Rig #2: V1101 Aql
The heat has returned – but despite a full moon this is quite a nice evening. Warm, humid, calm, really good seeing (maybe 1.7 arcseconds). Low temp tonight only about 75. High tomorrow 90. Meridian crossing at 11:22pm tonight – so only good until about 1:30 when V1101 will begin to pass behind the maple tree. Need a late-night target….
Rig #1: Down for Repairs
The declination motor assembly has been returned to Astro-Physics for repairs. It appears the encoder and perhaps motor need replacing. Another $500 repair. So that $6500 AP1200?
- Original cost of mount $6500
- Upgrade to CP3 electronics $1050
- New Piertop Plate from Dan’s $130
- Three counterweights $725
- Dovetail Clamp $165
- 1612FSA $140
- Replace RA motor and encoder: $600
- Replace Dec encoder ( &Motor?) ???
So far, not including whatever the current repair bill will be, total is $9310. And to be honest I think the had controller is going to need replacement as the buttons on that don’t seem to always work as they should. Woof! That’s a ton of money for an 11-year old mount. Clearly it’s time in Florida was not kind to it.
CLOUDS! 10:50pm, re-acquired target on other side of meridian at around 11:40pm.

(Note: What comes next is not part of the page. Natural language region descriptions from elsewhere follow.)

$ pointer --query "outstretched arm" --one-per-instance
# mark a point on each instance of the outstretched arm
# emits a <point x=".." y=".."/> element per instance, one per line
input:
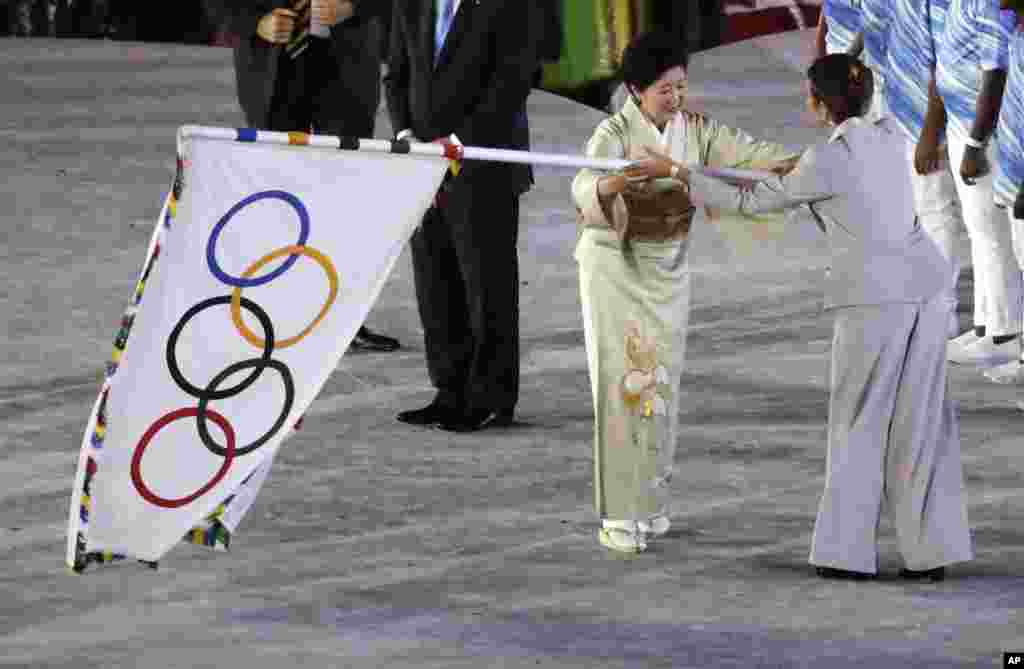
<point x="778" y="194"/>
<point x="928" y="156"/>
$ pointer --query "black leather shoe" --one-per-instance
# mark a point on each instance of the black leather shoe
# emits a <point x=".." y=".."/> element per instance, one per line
<point x="477" y="419"/>
<point x="833" y="573"/>
<point x="936" y="575"/>
<point x="367" y="339"/>
<point x="432" y="414"/>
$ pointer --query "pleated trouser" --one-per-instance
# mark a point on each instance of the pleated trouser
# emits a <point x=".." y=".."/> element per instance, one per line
<point x="635" y="322"/>
<point x="893" y="436"/>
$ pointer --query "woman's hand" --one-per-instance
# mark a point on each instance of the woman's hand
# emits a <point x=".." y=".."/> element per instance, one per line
<point x="611" y="185"/>
<point x="783" y="167"/>
<point x="332" y="12"/>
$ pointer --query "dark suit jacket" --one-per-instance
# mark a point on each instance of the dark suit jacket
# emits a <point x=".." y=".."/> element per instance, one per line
<point x="354" y="46"/>
<point x="479" y="87"/>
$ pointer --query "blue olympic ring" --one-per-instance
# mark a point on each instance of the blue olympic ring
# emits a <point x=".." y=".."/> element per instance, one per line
<point x="211" y="245"/>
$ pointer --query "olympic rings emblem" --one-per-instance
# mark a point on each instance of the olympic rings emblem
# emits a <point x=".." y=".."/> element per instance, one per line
<point x="266" y="343"/>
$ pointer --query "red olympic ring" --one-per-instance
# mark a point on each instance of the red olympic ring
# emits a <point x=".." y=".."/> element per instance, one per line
<point x="136" y="459"/>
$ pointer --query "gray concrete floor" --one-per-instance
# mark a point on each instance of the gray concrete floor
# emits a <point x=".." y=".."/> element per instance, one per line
<point x="376" y="544"/>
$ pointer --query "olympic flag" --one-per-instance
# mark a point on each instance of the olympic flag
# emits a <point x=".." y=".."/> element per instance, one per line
<point x="265" y="260"/>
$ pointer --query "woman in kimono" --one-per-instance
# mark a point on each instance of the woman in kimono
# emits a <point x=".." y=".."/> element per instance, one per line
<point x="634" y="282"/>
<point x="893" y="430"/>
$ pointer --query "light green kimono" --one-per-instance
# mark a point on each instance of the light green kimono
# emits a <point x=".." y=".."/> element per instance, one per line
<point x="635" y="315"/>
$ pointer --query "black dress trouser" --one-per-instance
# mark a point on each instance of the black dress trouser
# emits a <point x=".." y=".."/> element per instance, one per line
<point x="466" y="269"/>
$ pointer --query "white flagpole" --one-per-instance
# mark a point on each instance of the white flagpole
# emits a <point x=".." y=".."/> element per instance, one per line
<point x="440" y="151"/>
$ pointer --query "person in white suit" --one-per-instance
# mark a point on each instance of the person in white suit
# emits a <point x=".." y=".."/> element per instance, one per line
<point x="893" y="430"/>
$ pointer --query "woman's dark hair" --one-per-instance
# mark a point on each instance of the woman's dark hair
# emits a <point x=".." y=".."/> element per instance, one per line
<point x="843" y="83"/>
<point x="651" y="54"/>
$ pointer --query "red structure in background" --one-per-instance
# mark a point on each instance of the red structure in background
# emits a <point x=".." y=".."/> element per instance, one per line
<point x="749" y="18"/>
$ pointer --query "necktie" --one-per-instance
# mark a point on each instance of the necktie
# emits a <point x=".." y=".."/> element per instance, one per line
<point x="442" y="26"/>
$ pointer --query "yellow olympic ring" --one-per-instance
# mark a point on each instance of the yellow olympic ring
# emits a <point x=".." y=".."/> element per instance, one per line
<point x="332" y="277"/>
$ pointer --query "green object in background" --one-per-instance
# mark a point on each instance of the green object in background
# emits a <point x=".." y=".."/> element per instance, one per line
<point x="594" y="35"/>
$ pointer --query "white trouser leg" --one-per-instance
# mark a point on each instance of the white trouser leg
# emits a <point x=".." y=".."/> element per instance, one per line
<point x="1017" y="234"/>
<point x="924" y="473"/>
<point x="938" y="213"/>
<point x="996" y="275"/>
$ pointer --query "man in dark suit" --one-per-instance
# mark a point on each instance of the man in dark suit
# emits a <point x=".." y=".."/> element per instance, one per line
<point x="331" y="84"/>
<point x="465" y="68"/>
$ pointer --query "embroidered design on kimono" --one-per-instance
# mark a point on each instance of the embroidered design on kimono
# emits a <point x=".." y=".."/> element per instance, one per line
<point x="645" y="385"/>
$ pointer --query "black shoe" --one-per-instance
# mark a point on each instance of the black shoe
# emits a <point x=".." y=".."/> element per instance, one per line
<point x="936" y="575"/>
<point x="477" y="419"/>
<point x="432" y="414"/>
<point x="367" y="339"/>
<point x="833" y="573"/>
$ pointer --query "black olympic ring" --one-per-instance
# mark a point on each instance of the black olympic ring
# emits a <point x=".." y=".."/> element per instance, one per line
<point x="207" y="394"/>
<point x="259" y="364"/>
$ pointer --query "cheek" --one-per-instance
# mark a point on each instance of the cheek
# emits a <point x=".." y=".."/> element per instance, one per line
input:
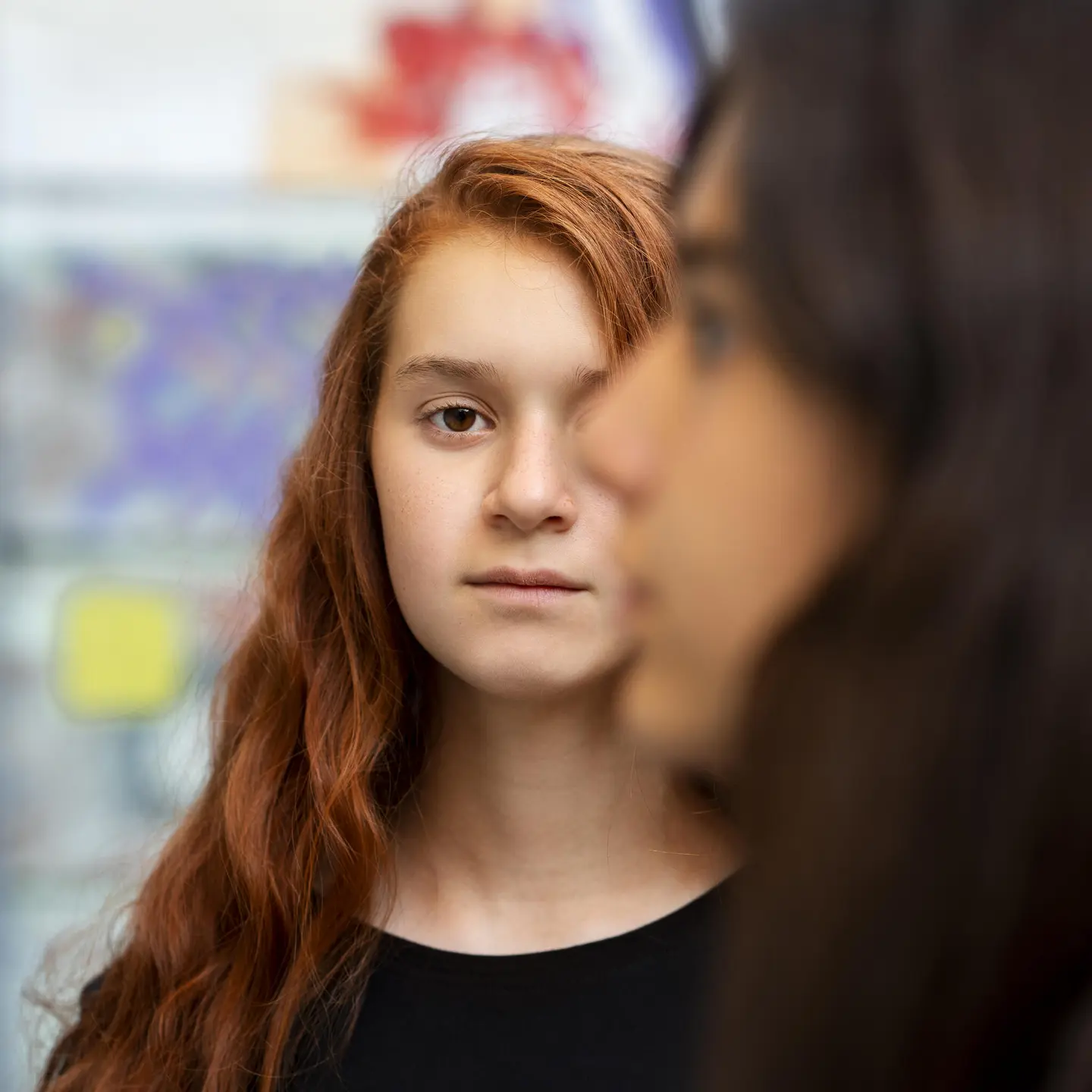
<point x="425" y="516"/>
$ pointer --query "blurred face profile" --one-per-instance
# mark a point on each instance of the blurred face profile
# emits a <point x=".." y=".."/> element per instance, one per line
<point x="498" y="541"/>
<point x="742" y="487"/>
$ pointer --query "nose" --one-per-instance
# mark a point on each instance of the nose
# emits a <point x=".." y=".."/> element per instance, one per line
<point x="623" y="441"/>
<point x="532" y="489"/>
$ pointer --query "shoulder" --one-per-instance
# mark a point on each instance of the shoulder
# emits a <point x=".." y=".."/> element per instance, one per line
<point x="1072" y="1064"/>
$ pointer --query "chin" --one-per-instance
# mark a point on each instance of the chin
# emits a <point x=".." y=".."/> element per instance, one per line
<point x="536" y="677"/>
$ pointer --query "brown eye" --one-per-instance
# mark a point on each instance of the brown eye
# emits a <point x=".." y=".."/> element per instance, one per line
<point x="459" y="419"/>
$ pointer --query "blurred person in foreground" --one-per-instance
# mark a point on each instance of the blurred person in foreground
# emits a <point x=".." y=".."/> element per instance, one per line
<point x="423" y="860"/>
<point x="858" y="481"/>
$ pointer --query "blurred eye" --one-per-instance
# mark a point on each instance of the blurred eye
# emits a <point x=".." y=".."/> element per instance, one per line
<point x="458" y="419"/>
<point x="711" y="335"/>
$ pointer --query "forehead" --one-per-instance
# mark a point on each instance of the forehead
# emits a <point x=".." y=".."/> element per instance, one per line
<point x="516" y="303"/>
<point x="708" y="202"/>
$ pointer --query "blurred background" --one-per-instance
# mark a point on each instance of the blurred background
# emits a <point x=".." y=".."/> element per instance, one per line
<point x="186" y="189"/>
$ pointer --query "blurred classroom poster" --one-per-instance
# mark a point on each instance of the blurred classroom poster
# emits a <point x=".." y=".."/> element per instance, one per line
<point x="186" y="191"/>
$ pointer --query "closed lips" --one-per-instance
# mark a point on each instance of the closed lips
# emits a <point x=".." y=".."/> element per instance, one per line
<point x="528" y="578"/>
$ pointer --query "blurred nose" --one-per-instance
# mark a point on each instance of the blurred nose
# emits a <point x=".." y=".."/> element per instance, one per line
<point x="625" y="438"/>
<point x="532" y="489"/>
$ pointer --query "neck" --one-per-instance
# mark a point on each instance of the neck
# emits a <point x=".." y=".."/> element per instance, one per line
<point x="534" y="826"/>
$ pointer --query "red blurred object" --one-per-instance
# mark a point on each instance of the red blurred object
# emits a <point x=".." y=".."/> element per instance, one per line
<point x="432" y="59"/>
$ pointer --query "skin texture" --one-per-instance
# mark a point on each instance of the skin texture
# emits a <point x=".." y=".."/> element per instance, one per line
<point x="742" y="487"/>
<point x="506" y="491"/>
<point x="534" y="826"/>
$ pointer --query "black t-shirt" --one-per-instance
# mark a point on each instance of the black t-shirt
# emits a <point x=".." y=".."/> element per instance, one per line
<point x="622" y="1015"/>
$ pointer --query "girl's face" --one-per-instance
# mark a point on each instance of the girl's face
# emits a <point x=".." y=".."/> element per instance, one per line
<point x="498" y="543"/>
<point x="742" y="488"/>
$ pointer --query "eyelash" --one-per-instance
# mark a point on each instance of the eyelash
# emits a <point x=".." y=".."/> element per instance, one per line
<point x="427" y="416"/>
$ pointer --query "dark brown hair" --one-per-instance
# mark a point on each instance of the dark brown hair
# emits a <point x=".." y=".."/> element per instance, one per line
<point x="249" y="935"/>
<point x="916" y="787"/>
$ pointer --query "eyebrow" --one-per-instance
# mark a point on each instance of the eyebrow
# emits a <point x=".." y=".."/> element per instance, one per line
<point x="463" y="370"/>
<point x="457" y="369"/>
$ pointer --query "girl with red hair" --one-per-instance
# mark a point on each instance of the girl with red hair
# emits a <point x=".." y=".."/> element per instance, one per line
<point x="423" y="860"/>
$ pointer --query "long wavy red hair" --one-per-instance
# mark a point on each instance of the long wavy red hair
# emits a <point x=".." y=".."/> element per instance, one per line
<point x="249" y="940"/>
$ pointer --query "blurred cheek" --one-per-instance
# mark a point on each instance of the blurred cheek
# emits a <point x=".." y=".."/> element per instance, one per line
<point x="760" y="496"/>
<point x="627" y="436"/>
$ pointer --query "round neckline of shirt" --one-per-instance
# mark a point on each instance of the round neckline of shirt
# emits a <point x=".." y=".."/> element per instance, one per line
<point x="588" y="958"/>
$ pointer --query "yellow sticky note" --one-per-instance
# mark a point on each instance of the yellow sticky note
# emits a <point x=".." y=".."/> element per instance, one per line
<point x="121" y="651"/>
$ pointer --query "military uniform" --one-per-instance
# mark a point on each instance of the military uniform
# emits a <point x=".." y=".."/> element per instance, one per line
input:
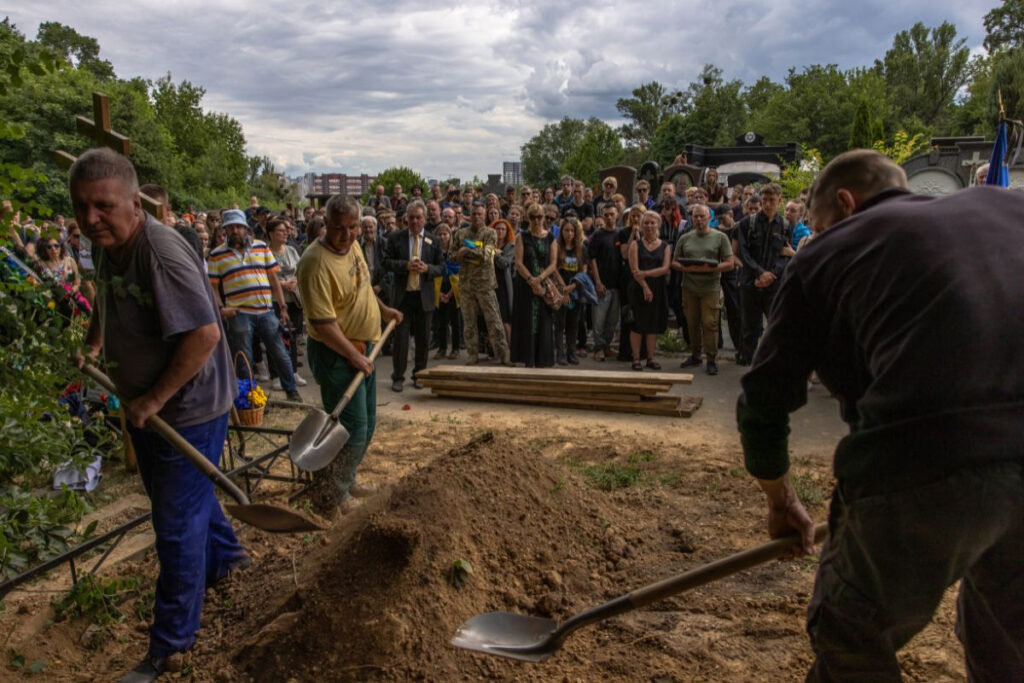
<point x="477" y="284"/>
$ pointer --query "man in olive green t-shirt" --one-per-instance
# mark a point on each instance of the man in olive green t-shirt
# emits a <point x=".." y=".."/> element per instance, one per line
<point x="343" y="317"/>
<point x="701" y="285"/>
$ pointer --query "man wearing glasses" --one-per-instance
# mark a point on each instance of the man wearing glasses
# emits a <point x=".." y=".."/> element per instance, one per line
<point x="473" y="249"/>
<point x="608" y="187"/>
<point x="605" y="269"/>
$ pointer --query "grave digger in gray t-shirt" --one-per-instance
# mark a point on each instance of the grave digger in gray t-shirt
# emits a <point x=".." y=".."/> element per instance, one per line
<point x="145" y="304"/>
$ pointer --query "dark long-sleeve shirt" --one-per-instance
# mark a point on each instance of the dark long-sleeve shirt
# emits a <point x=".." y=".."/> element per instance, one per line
<point x="910" y="311"/>
<point x="760" y="242"/>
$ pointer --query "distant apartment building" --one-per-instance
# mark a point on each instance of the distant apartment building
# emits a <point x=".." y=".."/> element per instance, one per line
<point x="340" y="183"/>
<point x="512" y="172"/>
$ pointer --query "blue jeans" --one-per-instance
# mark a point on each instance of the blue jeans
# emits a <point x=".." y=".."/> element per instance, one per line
<point x="196" y="544"/>
<point x="240" y="337"/>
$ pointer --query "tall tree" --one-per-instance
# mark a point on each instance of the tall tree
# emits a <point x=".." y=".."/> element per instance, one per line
<point x="860" y="132"/>
<point x="925" y="69"/>
<point x="600" y="147"/>
<point x="70" y="45"/>
<point x="713" y="108"/>
<point x="649" y="104"/>
<point x="544" y="155"/>
<point x="1005" y="26"/>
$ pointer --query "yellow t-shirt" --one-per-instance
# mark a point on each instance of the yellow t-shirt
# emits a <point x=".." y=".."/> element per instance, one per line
<point x="338" y="286"/>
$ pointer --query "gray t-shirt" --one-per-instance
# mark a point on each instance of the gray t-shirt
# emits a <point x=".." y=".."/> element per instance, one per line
<point x="144" y="306"/>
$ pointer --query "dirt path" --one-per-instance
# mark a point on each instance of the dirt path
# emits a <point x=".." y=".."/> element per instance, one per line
<point x="556" y="512"/>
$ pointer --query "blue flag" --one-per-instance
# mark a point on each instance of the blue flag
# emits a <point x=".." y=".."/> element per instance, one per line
<point x="998" y="172"/>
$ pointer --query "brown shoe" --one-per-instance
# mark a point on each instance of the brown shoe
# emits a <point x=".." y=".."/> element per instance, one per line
<point x="360" y="491"/>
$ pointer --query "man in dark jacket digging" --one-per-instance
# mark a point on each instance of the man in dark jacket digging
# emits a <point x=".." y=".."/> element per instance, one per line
<point x="915" y="328"/>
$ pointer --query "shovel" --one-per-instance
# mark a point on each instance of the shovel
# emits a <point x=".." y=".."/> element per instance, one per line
<point x="535" y="639"/>
<point x="265" y="517"/>
<point x="320" y="437"/>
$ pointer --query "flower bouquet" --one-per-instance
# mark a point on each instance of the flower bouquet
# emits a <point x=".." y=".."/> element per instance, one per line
<point x="250" y="398"/>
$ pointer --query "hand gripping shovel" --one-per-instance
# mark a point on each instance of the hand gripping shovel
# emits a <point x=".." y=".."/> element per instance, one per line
<point x="535" y="639"/>
<point x="265" y="517"/>
<point x="320" y="437"/>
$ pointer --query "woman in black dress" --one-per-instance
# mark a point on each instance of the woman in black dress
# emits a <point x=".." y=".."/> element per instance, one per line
<point x="649" y="264"/>
<point x="504" y="262"/>
<point x="532" y="323"/>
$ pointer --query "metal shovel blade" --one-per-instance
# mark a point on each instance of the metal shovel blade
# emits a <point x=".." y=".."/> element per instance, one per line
<point x="505" y="634"/>
<point x="271" y="518"/>
<point x="316" y="441"/>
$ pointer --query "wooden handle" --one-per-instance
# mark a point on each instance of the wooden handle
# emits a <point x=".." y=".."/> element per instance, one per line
<point x="357" y="380"/>
<point x="719" y="569"/>
<point x="176" y="440"/>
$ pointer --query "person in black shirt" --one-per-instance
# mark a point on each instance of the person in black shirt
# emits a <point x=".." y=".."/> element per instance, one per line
<point x="584" y="211"/>
<point x="930" y="481"/>
<point x="764" y="251"/>
<point x="605" y="269"/>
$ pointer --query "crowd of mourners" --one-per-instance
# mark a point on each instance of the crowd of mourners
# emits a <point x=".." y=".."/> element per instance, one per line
<point x="540" y="276"/>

CLOUDS AGAIN! 12:10am. I’m done!
Maxim DL Troubles
There is just no single thing more annoying with Maxim DL than it’s inability to find and guide on an obvious bright star in the guider. Setting aside other issues such as Maxim’s utter ignorance of half of the numerical universe (it does not recognize and truncates to zero any negative number) it just befuddles me that the program cannot find an obviously bright star in the field and guide on it. Tonight gave me a clue, however, as to why it has troubles. Because it was a full moon night and because the guider is fairly far off the optical axis there was a fairly strong gradient to the background. It appears that this fools the guider into thinking it is looking for a really big star just off the edge of the guide box. So it looks like one solution might be to fully calibrate the autoguider camera so that a flat field image can take that gradient out. Still, if there was some way to limit the size of object the guide program was looking for that might be a quicker solution. Something along the lines of DAOPhot’s star finding algorithm, using a “lowered gaussian” idea. But then that means the user has to know the fwhm of stars as seen in the guide camera. Anyway!